Don't bet your shirt on the market

Nobody rings a bell when the market turns, and we have had no more success than anyone else at calling the top of this cycle. We would be the first to admit our scepticism was premature, but it would take a heroically contrarian view to see the current resilience of the market as anything other than the fag-end of a bull run.

Many of the anecdotal signs of a peak are now in place: enthusiasm for blue-sky investments, no more clearly exemplified than by the imminent arrival in the FT-SE 100 index of the substantially loss-making British Biotech; heavily oversubscribed flotations and first day premiums, a classic indicator of stockmarket froth; a boom in unit trust sales, which means private investors are now pouring more than pounds 1bn a month into the market; and strong commodity prices, suggesting investors on the lookout for a safe haven.

There are some good reasons for not panicking.

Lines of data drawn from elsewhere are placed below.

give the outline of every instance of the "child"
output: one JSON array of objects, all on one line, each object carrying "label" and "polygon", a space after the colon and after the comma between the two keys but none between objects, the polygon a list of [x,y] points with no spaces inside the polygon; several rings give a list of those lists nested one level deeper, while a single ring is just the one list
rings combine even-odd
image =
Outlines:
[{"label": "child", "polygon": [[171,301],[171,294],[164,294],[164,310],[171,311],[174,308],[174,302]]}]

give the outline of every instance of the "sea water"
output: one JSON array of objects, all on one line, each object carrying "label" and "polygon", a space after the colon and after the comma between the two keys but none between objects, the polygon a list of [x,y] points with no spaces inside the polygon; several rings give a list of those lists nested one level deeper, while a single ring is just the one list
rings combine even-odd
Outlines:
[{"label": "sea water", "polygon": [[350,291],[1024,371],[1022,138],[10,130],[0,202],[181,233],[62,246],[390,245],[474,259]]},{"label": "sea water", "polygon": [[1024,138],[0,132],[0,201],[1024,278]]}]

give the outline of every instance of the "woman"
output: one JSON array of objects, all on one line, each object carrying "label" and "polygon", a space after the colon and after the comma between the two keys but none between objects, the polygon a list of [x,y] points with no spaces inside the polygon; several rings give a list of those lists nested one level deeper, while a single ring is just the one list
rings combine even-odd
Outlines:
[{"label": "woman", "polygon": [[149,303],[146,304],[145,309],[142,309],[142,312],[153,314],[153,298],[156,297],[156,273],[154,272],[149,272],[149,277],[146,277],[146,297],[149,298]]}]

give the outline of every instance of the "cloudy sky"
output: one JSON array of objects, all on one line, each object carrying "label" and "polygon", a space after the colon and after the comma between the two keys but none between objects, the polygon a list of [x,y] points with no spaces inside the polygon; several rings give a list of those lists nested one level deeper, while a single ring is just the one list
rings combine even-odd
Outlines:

Bids, which have already reached pounds 10bn this year, comparing well with last year's bumper pounds 37bn total, look set to continue in the short term despite the best efforts of Ian Lang, President of the Board of Trade. The next year could provide a last window of opportunity and merchant banks are beavering away on proposals while it remains open.

The UK market has also underperformed markedly in recent months, compared with both the Dow and other European bourses, providing some scope for relative recovery. Consumer spending is showing encouraging signs of life, the housing market is picking up and recovery in Europe means the outlook for exports is better than for some time.

The bear case looks more and more compelling, however. While not desperately overstretched, the market looks as highly rated on a basket of key valuation measures as at any time since the last serious jitters in 1989. It is normally right to worry when the market is yielding less than 4 per cent, even if in a low-inflation world that represents a decent return.

Other factors that will hold shares back this year are: the high number of gilt redemptions that will divert the overseas cash that might otherwise have flowed into the equity market; an increasingly nervy Wall Street as good growth in the US economy puts pressure on American interest rates; and the dwindling prospect of a base rate cut now if that would run the risk of a politically damaging uptick in the cost of money ahead of an election.

On top of all this, we have news, courtesy of a Gallup poll, for Merrill Lynch, of a worrying switch by UK fund managers out of equities into property and index-linked gilts. According to the survey, a balance of 35 per cent of respondents are planning to reduce their exposure to equities, a marked shift in sentiment over the last month.

The biggest concern, however, is political risk, which the most bearish analysts believe could wipe 15 per cent from the market's current level if foreign investors take fright. Sell in May and go away has hardly earned its keep as a reliable stockmarket saw in recent times. This could well be its year.